‘Evolutionary déjà vu’ in the tropical rainforest

Ants are renowned for their ordered and complex social behavior and, in the tropics, for their symbiotic relationships with plants. Certain trees have prominent hollow bulges where the ants live and often provide them with food specifically for them. In return, the ants become combative bodyguards, launching aggressive swarms to protect the plant from predators. Scientists have been observing these symbiotic relationships for centuries, but the question of how these intriguing interactions evolved in the first place remains a perennial one.

That remains a mystery, but a new study led by field biologist Rodolfo Probst of the University of Utah is offering insights that could improve our understanding of the symbiotic relationship between ants and plants.

Published in Proceedings of the Royal Society BHis research focused on a genus of ants called Myrmelachista. Most Myrmelachista seed Ants build their nests in the dead or living stems of plants without any special symbiotic relationship. However, a group of species native to Central America is known to build their nests exclusively in the living stems of certain types of small shrubs in a special symbiotic relationship similar to other ant-plant symbiotic relationships. These small yellow ants hollow out the stems without harming the host plant and can be found throughout Central America.

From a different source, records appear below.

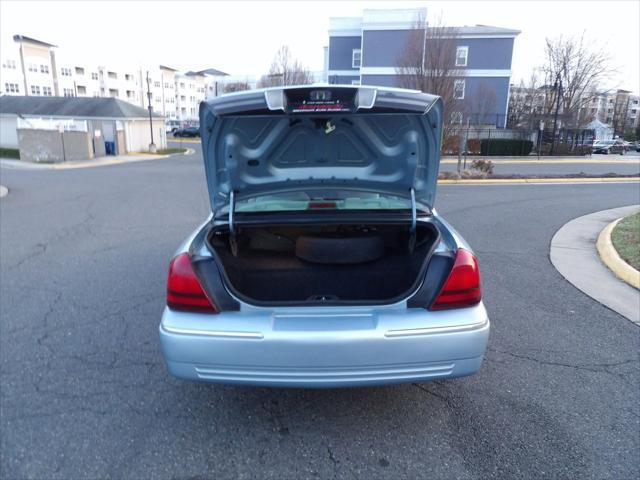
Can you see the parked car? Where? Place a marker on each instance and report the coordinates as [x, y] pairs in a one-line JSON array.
[[187, 132], [171, 126], [609, 146], [323, 262]]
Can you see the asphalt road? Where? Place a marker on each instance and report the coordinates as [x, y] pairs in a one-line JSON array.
[[85, 394], [628, 164]]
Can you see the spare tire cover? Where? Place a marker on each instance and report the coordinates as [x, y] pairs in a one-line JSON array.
[[339, 250]]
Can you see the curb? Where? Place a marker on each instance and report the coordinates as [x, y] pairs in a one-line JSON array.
[[508, 181], [612, 260], [574, 255]]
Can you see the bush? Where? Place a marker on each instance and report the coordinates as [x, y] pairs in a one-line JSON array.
[[10, 153], [502, 146], [483, 166]]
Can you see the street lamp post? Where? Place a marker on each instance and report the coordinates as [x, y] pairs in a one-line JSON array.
[[152, 146], [557, 86]]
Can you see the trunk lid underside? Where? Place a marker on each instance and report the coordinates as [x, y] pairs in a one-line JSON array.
[[366, 139]]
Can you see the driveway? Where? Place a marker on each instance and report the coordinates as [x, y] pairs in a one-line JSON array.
[[85, 393]]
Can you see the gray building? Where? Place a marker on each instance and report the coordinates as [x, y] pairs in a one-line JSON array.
[[367, 49], [40, 126]]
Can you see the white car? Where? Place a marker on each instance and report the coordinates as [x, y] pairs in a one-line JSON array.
[[324, 262]]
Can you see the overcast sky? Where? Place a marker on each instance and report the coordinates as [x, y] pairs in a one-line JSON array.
[[241, 37]]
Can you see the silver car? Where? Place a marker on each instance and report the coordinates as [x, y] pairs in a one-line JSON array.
[[323, 262]]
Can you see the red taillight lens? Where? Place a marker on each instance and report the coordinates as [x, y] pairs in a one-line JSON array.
[[184, 291], [462, 288]]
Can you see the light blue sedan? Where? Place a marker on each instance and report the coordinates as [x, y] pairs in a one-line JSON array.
[[323, 262]]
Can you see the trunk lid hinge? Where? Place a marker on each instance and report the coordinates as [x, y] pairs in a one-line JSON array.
[[233, 244], [414, 221]]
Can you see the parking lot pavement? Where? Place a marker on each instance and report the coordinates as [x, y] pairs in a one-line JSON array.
[[595, 165], [85, 393]]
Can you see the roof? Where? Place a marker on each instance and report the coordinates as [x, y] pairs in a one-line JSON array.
[[23, 38], [76, 107], [211, 71], [481, 30]]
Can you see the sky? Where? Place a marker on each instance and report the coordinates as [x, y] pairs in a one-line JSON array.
[[241, 37]]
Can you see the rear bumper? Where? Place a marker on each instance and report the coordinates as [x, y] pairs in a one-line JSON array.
[[328, 348]]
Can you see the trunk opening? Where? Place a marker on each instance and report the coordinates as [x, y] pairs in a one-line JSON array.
[[323, 264]]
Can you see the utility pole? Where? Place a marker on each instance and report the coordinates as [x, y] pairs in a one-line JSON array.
[[152, 146], [557, 86]]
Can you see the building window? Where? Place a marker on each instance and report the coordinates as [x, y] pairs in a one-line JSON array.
[[458, 89], [462, 54], [11, 88], [356, 58]]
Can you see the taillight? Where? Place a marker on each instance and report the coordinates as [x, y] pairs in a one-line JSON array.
[[184, 291], [462, 288]]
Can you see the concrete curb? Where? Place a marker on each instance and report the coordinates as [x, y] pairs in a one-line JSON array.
[[512, 181], [573, 253], [611, 259]]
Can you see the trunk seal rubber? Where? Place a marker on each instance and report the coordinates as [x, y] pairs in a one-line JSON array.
[[351, 303]]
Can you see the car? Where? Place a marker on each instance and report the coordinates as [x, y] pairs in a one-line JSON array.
[[171, 126], [608, 146], [323, 262], [187, 132]]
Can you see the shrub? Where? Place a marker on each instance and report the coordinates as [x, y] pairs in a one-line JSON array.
[[10, 153], [502, 146], [483, 166]]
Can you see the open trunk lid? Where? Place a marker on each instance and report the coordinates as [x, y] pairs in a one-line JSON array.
[[368, 139]]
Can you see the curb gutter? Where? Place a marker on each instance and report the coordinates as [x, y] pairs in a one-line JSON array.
[[612, 260]]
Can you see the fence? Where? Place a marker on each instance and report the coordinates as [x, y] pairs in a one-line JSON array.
[[468, 140]]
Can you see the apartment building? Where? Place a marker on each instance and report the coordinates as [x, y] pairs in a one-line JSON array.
[[36, 68], [367, 50]]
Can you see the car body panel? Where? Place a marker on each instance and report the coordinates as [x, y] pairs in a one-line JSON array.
[[324, 346], [253, 148]]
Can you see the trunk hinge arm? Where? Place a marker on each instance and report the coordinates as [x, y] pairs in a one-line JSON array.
[[414, 221], [233, 244]]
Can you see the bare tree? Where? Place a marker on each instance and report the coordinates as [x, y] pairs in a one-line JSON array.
[[620, 117], [428, 63], [285, 70], [235, 87], [573, 72], [526, 104]]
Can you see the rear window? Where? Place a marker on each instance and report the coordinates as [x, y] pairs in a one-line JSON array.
[[323, 200]]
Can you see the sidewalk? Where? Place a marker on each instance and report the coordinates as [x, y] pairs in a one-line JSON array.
[[573, 253], [96, 162], [533, 159]]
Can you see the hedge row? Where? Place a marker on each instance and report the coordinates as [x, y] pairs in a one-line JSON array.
[[505, 147]]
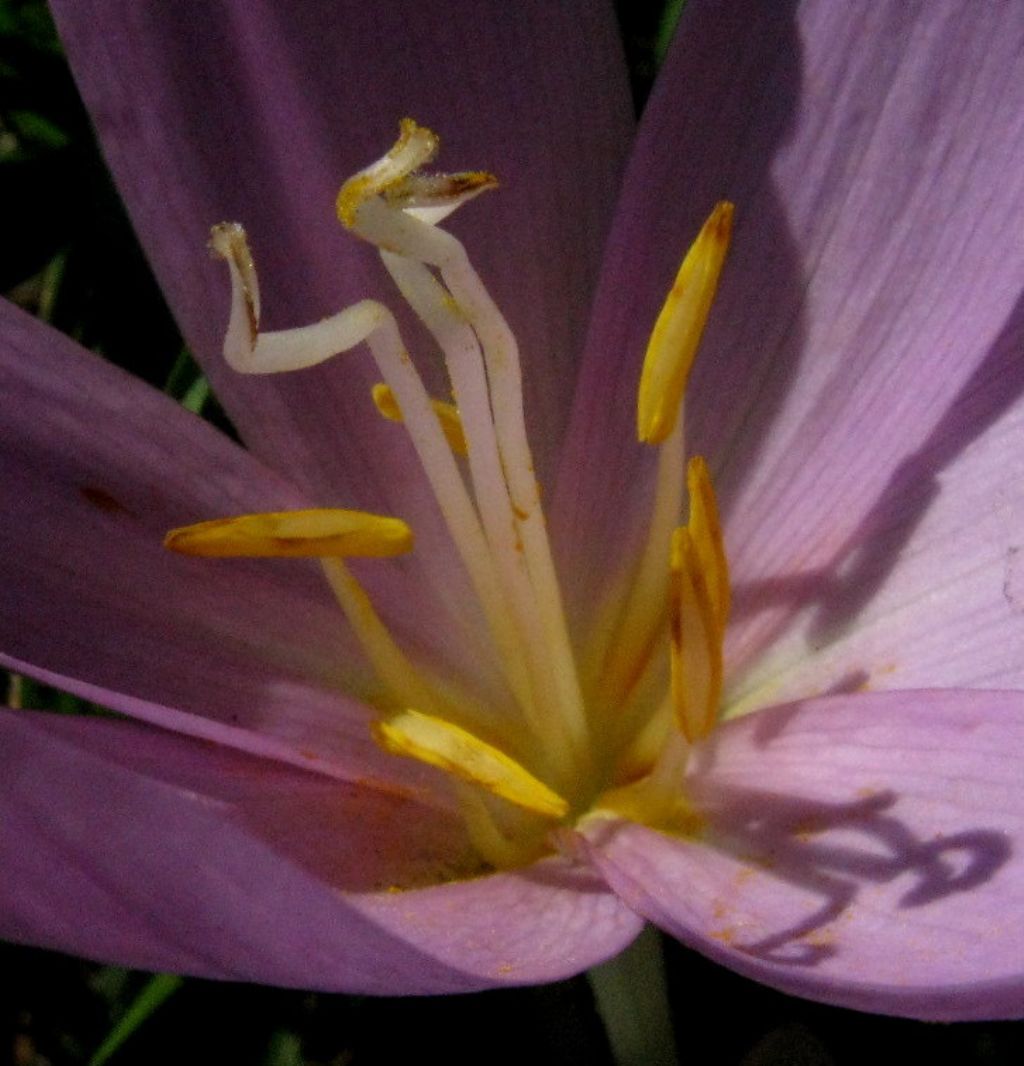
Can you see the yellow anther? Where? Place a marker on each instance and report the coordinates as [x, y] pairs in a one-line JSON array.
[[320, 533], [466, 756], [447, 415], [415, 148], [680, 325], [696, 641], [705, 535]]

Such symbiosis requires complex and novel behaviors and morphologies (Physical characteristics Symbiosis is thought to occur rarely, with species sharing a wide variety of characteristics, such as color, shape, size, etc. The Central American specialists were a population of nine species that shared these complex characteristics and differed only slightly from each other. It is thought that a single common ancestor must have evolved symbiosis over a long period of time, and these were very young species that appeared after symbiosis had evolved.

Probst made a startling discovery. Using DNA sequence data, Evolutionary historyIn his research, he found that these nine species appeared in two clusters on different parts of the evolutionary tree, meaning that this complex relationship, with all its characteristics, evolved twice from a non-specialized ancestor. Not only that, but they evolved very close together and at roughly the same time, about 3 million years ago.

“I’d love to jump in a time machine and see,” Probst said, “that maybe it’s the ecosystems and plants that allowed these friendships to develop in the first place.”

This is an example of convergent evolution, he argues, where different species evolve in similar directions, often because they occupy similar specialized ecological niches. Think whales and fish. Somehow, these ants developed the same behavior, which Probst calls “evolutionary déjà vu.”

“Because they are so similar, a simple assumption was made that this symbiotic relationship may have evolved once,” Probst said. “The most exciting thing about our paper is that it shows that this kind of ant-plant friendship has evolved many times independently. Is this evolutionary déjà vu? What happened once may happen again, given the right ecological conditions.”

The co-authors are renowned entomologist Jack Longino, better known among University of Utah students as the “Amazing Ant Man” for his expertise and the extensive personal collection of ant specimens kept on campus, and Michael Branstetter, a former postdoctoral researcher in the University of Utah’s Department of Biological Sciences now affiliated with the USDA’s Pollinator Insect Research Unit at Utah State University.

“The main story of this paper is the unexpected part: Rodolfo’s work uncovered two independent evolutions in complex relationships with plants. This suggests that the building blocks for the development of highly distinctive or complex traits are readily at hand and can evolve rapidly among different species when conditions are right,” said Longino, a university biology professor who has studied them for more than 40 years. AntsIt occurs mainly in tropical regions.

“Morphology alone was not enough to reveal the relationships between species, the evolutionary process of how life on Earth diversified.”

With ongoing support from the university’s Undergraduate Science Research Initiative, Probst plans to conduct whole-genome sequencing to uncover the genes involved in the ant-plant relationship and get an inside look at a phenomenon that has intrigued naturalists for centuries.